A Legacy of Loving Mothers

It’s Mother’s Day – the time when we make a special effort to honor our mothers.  This Mother’s Day I find myself in a unique position.  I’m separated by thousands of miles from my mother, one of my children, and the father of my children who was, after all, responsible for me becoming a mother.  Yet I am able to spend Mother’s Day with my son and to join in the celebration of the dedication of his first child and to celebrate my daughter-in-law’s first Mother’s Day as a mother.  It’s like that great old Pennsylvania culinary tradition – the sweet-sour dish.   It’s a sweet time and yet I’m a little sad that I can’t be with the rest of my family.  So since I can’t be there to say “Happy Mother’s Day” in person to my mom, let me tell you a bit about the women who shaped me.

My grandmother was such a talented woman.  The firstborn in a large Dutch family, she grew up on the Midwest prairie, became a schoolteacher while in her mid-teens,  farmed, took college courses when she was in her middle years, and was the church organist. She married young and had one child, my mother, who she doted on.  From Grandma, I got my love of knitting, art, and music.

My mother (from whom I apparently inherited my ability to look not-so-great when someone snaps my picture) was an original from the moment she was born.  Her very arrival (on the morning that a crew of thrashers was due to arrive at the farm) set the tone for the rest of her life.  She would do things on HER schedule.

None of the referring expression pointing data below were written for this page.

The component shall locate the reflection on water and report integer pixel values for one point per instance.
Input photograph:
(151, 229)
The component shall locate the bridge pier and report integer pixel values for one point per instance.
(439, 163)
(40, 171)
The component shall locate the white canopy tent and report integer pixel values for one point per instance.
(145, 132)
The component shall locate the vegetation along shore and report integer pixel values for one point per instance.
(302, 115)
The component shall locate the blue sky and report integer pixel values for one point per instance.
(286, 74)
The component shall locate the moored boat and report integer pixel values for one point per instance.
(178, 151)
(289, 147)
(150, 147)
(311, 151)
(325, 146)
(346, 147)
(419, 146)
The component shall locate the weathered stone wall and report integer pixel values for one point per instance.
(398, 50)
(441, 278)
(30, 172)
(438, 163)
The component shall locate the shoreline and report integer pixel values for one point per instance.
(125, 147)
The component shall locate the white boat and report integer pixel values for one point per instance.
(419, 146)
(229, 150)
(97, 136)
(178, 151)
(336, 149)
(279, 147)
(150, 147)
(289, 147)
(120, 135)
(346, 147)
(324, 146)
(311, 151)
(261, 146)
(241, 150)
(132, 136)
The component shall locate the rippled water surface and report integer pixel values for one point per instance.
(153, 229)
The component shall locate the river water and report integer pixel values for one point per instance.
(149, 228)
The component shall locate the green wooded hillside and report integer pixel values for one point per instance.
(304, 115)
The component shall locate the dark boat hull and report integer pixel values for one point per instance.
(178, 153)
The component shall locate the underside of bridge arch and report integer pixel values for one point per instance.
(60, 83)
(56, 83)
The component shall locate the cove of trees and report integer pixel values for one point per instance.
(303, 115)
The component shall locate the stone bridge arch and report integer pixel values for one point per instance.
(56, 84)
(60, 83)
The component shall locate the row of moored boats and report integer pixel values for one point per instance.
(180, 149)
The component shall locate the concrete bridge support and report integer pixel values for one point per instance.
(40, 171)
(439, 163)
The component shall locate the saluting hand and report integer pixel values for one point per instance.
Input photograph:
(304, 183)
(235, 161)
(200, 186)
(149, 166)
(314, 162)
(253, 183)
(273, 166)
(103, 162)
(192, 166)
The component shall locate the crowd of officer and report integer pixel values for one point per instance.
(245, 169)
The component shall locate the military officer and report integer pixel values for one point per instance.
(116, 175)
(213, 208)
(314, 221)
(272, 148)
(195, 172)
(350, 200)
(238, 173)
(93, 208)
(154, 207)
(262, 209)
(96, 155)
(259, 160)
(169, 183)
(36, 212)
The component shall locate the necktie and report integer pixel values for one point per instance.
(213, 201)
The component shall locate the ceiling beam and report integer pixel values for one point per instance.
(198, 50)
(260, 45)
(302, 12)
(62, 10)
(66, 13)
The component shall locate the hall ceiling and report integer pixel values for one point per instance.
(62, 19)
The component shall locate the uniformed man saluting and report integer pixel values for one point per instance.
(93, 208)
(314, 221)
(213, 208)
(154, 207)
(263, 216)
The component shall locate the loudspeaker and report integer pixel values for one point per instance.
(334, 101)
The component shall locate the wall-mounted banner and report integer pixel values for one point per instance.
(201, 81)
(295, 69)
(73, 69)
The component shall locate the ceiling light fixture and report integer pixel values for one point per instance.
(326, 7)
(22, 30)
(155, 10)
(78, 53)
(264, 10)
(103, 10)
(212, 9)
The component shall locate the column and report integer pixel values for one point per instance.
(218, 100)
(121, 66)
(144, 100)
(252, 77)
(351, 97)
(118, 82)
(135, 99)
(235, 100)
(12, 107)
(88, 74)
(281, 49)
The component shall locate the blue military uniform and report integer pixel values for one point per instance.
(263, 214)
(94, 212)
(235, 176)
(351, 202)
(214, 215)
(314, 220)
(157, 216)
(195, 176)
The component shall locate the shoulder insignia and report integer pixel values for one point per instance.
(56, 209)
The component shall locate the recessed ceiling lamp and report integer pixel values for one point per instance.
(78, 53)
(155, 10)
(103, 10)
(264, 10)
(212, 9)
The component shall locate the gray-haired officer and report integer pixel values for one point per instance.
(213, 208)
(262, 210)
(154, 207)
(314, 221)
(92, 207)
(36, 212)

Mom was a farm girl who aspired to see more of the world.  When a high school beau proposed, she turned him down, even though he was considered to be a great catch.  Her main reason was that she didn’t want to end up stuck on a farm the rest of her life.  Yet she loved animals and that love grew from her life on the farm.  I inherited that love from her.  We both have such a soft spot in our hearts for dogs and cats.  I also inherited her desire to get away from home and see the world.

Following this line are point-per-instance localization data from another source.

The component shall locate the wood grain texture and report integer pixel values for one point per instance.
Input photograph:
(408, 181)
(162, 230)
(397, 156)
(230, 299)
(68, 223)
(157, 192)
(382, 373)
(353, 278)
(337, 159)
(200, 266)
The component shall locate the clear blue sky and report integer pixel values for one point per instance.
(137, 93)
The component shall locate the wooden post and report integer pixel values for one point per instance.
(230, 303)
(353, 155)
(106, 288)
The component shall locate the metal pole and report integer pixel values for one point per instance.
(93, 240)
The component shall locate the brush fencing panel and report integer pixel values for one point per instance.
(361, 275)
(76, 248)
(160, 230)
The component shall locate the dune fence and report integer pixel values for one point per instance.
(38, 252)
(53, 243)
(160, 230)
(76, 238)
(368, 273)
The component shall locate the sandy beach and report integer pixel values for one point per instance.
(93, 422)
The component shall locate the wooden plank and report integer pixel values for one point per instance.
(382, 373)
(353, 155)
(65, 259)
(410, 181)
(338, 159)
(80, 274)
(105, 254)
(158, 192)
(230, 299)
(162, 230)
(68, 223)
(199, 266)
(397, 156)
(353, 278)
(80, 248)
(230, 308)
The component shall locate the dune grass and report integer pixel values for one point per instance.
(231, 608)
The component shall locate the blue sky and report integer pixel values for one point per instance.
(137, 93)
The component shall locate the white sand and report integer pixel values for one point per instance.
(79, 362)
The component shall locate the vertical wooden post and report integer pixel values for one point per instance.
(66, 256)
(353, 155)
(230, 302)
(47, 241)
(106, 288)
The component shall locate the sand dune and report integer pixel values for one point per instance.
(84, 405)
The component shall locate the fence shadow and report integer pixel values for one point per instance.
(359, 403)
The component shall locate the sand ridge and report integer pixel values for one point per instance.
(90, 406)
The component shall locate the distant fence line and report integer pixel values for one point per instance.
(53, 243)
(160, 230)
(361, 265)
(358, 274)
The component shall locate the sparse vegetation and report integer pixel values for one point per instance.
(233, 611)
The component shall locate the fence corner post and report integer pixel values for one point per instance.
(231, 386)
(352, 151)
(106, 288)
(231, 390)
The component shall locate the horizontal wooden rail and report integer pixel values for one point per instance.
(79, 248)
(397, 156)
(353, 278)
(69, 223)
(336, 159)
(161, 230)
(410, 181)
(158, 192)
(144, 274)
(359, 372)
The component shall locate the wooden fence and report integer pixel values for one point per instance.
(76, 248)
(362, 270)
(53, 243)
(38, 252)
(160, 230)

Mom was an only child and knew nothing about taking care of children.  But she passionately wanted children of her own.  When I came along, she was at a loss as to what to do with me.  She DID know that she loved me but the mechanics of what to do with a wiggling, crying baby where a little beyond her.  Thank goodness for my “Aunt Dorothy”, a friend of my mother who was rooming at my parents’ home when I was born.  She was from a large family and she quickly sized up the situation and took Mom under her wing.  With Aunt Dorothy’s mentoring, Mom learned parenting skills and I survived and five years later, my brother was born and thrived also.

Mom demonstrated to me how “lifelong commitment” looks in a marriage.  She was married to  one man only and loved him until the day he died.  They were complete opposites and it certainly wasn’t smooth sailing 365 days a year in their marriage.  They had their share of spats but they remained firm in their love and devotion to each other.

Other characteristics that I’ve inherited from my mother?  A wicked sense of humor, a quick temper, a love of solitude and yet an enjoyment of doing things with friends, a horror of entertaining (and yet we both have managed to find ourselves in the position of hostess quite often), perfectionism, and a lifelong love of learning.  I’m probably more neurotic than Mom but then, there is more to be neurotic about these days, eh?  Mom also dragged my brother and I to church since we were babies and made sure that we knew how important it was to have God in our lives.  I’m so glad that she did this because what a wonderful gift that was.

When my brother and I married and grandchildren arrived, Mom taught us grandparenting.  All of her grandchildren adore her.  I think the biggest thing I learned from observing Mom with her grandchildren was that sense of fun that she brought to the role.  She slipped easily back and forth between acting like a big kid herself into a more traditional grownup role.  I can’t wait to show my grandchildren some of the fun things I learned as a kid.  I only hope that I can be half as good a grandmother as my two role models.

Then it happened.  Back in the 80’s, I became a mother myself.  My daughter arrived.  I didn’t know the first thing about babies.  I hadn’t even babysat as a teen.  But I DID know that I wanted children.  Thank goodness for my mother, who arrived with my grandmother in tow.  She took one look at my crying daughter and my tear-stained face and rolled up her sleeves.  By the time she left, I was much more confident in my abilities to take care of this new little life.

Twenty months later, my son arrived.  By now, I was feeling like quite the experienced mom and so much better able to handle the challenges of two young children at home.  Yet it was a great relief to have my mother arrive to lend a helping hand.  That “team” approach has continued through the years and I have to think that both of my children have been richly blessed because their grandmother has been actively involved in their lives.

Happy Mother’s Day, Mom!  You’ve been a great blessing to me and to your grandchildren.  I couldn’t ask for a better mother.  I thank God for having you in my life.